Die Verbraucher bekommen bislang wenig davon mit, was in Lager- und Fabrikhallen passiert. "Das Internet der Dinge entwickelt sich für sie fast unsichtbar", sagt Elgar Fleisch, einer der Pioniere bei der Erforschung des IoT. Er hat einen Lehrstuhl an der ETH Zürich und der Universität St. Gallen, außerdem ist er einer der beiden Leiter der Auto-ID Labs. "Die meisten Menschen interessieren sich nicht dafür, wie die Hunderttausende von kleinen Dingen mit integrierten Chips im Alltag funktionieren, solange die keinen Bildschirm haben", sagt der Forscher. Das sollten die Verbraucher aber: Entgegen der landläufigen Meinung ist das Internet der Dinge längst Alltag – nicht nur beim Blumengießen. "Es macht sich an vielen Stellen indirekt bemerkbar", sagt Fleisch, "zum Beispiel an besserem Service."

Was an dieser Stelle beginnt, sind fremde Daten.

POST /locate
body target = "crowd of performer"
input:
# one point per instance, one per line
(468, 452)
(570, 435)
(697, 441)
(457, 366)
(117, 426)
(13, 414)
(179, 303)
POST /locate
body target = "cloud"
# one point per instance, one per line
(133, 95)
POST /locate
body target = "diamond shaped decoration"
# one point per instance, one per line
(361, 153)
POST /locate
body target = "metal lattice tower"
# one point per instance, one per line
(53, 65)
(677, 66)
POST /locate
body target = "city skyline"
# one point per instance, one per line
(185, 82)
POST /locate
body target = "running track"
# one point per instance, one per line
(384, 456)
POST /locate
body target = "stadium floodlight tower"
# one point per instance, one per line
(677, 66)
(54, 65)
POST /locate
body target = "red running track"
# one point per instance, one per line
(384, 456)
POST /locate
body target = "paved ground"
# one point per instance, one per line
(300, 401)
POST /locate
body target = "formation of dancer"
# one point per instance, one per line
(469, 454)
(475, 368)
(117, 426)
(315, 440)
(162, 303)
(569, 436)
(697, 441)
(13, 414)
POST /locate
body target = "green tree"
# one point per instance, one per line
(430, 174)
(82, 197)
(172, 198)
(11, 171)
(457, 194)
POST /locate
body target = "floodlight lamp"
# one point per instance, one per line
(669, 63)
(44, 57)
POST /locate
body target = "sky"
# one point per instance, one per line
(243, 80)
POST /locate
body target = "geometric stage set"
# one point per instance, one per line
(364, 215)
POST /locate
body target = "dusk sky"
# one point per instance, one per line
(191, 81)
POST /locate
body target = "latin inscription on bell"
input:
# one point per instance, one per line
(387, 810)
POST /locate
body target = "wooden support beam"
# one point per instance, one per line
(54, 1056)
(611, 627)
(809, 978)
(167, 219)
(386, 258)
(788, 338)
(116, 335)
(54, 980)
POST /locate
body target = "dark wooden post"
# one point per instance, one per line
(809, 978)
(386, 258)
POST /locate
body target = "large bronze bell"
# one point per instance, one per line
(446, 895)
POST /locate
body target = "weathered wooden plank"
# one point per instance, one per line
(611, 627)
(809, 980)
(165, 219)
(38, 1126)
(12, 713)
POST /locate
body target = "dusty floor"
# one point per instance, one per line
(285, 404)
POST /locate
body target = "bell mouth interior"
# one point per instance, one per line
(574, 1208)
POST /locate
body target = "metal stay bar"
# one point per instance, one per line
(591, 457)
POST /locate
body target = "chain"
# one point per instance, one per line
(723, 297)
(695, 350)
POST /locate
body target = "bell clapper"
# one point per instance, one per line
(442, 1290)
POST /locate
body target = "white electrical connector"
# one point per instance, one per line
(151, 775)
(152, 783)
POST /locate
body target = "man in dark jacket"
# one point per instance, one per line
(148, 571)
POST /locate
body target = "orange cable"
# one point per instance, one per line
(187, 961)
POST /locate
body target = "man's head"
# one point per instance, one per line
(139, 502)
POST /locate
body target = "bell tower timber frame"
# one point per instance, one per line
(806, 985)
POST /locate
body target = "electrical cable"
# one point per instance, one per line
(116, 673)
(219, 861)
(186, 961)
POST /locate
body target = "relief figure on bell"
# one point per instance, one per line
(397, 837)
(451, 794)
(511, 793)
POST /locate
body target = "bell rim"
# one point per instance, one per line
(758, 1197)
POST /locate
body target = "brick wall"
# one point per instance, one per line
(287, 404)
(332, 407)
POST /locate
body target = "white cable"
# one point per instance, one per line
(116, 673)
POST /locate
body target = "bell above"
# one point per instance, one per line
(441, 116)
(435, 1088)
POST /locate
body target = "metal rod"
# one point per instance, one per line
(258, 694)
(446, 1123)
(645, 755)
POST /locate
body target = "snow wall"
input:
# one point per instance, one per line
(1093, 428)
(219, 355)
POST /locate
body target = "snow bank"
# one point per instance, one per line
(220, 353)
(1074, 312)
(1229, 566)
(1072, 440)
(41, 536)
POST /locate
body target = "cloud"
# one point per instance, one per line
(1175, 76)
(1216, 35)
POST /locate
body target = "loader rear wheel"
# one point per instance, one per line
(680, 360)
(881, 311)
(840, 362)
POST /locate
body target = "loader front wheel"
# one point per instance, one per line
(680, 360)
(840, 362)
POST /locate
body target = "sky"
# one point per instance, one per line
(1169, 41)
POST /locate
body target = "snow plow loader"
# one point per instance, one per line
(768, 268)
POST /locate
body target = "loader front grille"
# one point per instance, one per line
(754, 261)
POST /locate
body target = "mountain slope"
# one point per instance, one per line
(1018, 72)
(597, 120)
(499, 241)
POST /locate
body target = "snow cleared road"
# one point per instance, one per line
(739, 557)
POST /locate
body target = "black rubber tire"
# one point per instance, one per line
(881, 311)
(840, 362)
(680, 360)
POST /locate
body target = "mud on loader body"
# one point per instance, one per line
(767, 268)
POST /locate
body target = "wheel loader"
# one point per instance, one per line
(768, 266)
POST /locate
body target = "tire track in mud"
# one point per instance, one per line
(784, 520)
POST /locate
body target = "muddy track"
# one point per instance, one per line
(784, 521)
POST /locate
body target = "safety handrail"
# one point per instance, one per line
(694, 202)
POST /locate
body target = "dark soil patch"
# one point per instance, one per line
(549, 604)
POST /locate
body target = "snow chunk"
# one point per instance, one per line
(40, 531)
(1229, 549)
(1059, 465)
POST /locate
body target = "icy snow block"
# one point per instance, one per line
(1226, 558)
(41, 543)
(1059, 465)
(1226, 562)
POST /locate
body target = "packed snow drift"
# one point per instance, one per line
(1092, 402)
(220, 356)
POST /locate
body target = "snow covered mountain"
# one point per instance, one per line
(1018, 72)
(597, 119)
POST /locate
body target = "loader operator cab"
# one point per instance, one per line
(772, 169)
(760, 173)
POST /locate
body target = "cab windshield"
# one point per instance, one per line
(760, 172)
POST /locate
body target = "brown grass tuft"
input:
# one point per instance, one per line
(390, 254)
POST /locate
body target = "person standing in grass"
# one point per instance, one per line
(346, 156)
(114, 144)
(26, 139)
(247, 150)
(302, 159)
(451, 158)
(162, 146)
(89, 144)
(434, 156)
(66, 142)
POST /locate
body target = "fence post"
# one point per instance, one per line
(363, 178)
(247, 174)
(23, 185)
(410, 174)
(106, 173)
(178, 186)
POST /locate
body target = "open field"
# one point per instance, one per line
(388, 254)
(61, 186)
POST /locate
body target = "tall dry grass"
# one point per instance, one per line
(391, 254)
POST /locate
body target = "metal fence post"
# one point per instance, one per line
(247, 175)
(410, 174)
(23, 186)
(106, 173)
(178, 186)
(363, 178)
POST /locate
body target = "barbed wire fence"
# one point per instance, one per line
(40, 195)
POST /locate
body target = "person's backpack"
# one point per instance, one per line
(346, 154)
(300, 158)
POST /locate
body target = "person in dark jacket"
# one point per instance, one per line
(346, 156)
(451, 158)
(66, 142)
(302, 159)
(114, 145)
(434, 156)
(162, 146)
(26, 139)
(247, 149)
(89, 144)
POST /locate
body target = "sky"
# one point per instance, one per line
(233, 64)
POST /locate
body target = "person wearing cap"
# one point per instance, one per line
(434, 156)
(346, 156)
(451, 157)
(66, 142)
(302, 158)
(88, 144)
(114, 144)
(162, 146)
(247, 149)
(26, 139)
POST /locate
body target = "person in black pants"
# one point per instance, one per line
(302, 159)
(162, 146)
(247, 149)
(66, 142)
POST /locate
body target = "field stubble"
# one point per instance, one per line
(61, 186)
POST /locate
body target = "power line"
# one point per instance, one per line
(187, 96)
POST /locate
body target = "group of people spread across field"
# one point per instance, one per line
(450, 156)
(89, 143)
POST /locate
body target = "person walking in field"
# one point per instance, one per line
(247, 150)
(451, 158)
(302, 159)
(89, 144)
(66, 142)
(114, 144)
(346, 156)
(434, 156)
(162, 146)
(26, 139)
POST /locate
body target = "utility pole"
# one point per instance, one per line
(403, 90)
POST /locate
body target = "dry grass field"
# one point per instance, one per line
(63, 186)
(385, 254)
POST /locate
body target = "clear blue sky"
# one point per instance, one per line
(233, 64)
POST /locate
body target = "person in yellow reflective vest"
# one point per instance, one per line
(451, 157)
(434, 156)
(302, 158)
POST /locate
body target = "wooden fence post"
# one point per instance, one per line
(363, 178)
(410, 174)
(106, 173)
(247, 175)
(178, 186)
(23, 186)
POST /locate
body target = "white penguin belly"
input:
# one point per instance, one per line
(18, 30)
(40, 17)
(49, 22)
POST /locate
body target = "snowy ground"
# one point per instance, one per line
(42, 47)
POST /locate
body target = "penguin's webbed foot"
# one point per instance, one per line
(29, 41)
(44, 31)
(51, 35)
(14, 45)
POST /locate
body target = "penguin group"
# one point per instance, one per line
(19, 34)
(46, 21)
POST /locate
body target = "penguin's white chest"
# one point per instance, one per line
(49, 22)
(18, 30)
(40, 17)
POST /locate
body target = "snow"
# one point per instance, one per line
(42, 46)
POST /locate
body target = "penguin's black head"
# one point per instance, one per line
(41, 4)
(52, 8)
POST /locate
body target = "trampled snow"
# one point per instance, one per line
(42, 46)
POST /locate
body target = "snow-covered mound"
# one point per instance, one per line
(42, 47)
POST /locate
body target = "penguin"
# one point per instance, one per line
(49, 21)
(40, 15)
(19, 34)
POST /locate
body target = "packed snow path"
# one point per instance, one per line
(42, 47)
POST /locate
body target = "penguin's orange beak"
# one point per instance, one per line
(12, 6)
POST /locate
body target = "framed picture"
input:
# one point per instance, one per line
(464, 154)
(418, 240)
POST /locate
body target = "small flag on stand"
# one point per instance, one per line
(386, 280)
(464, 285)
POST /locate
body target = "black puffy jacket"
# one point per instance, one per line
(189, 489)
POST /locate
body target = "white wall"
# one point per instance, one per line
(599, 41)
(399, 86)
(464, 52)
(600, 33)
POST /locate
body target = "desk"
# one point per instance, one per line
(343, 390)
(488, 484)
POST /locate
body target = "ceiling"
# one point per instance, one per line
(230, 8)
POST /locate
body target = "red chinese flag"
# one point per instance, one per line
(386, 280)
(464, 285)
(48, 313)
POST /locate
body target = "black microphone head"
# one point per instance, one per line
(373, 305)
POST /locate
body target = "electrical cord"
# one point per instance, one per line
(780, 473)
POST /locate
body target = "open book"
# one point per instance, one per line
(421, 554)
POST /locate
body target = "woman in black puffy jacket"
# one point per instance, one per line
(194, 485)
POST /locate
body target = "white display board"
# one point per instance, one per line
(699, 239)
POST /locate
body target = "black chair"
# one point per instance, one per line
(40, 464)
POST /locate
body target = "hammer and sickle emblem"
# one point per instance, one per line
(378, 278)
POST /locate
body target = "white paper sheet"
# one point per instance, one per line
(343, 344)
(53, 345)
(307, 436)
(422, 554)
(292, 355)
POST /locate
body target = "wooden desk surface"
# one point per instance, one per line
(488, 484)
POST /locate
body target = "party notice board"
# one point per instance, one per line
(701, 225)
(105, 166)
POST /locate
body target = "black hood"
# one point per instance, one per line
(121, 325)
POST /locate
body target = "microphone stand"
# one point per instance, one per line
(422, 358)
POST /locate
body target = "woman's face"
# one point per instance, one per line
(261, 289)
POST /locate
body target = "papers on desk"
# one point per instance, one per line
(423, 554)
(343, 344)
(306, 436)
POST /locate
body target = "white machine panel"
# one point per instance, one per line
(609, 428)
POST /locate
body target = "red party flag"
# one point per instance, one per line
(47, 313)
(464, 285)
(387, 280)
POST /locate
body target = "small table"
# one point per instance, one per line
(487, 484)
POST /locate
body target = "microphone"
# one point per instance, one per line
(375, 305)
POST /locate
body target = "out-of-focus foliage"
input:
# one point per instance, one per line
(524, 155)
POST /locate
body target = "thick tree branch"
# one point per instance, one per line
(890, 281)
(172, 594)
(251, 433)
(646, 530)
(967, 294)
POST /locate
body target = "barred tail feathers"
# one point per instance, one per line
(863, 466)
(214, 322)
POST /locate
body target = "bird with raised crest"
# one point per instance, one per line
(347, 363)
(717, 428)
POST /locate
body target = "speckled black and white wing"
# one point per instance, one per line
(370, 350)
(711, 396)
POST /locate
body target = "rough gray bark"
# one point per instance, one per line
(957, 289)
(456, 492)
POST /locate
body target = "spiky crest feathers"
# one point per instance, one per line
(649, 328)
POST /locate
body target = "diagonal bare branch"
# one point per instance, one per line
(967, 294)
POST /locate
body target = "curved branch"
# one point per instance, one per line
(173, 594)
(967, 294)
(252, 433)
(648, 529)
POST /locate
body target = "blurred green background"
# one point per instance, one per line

Gleichzeitig aber weckt es Misstrauen. Ein erstaunter BMW-Fahrer schrieb etwa kürzlich in einem Internetforum: "Gerade ruft meine Werkstatt an, mein Auto habe sich gemeldet. Ich muss die Bremsbeläge hinten wechseln. Woher weiß BMW das?" Der anonyme Fahrer nutzt vermutlich die BMW TeleServices. Der Dienst sendet vom Fahrzeug aus Diagnosedaten an den BMW-Service-Partner. Der meldet sich telefonisch, informiert über den möglichen Umfang der Wartung und bestellt schon einmal die entsprechenden Ersatzteile. Mit solchen Leistungen binden Unternehmen ihre Kunden stärker an sich. Das hat den Nachteil, dass diese nicht so leicht auf unabhängige Werkstätten ausweichen können. Außerdem zeigen sich die BMW-Fahrer in Foren besorgt darüber, welche Daten BMW noch verschickt. Laut Unternehmen beschränkt sich der Dienst auf "Serviceinformationen über Verschleißteile, Fahrzeugzustandsinformationen wie Check-Control-Meldungen, Batterieladezustand, Daten zur Identifizierung und Lokalisierung des Fahrzeugs im Pannenfall". Will man die Weitergabe dieser Informationen unterbinden, muss man den Service schriftlich bei der BMW-Kundenbetreuung deaktivieren.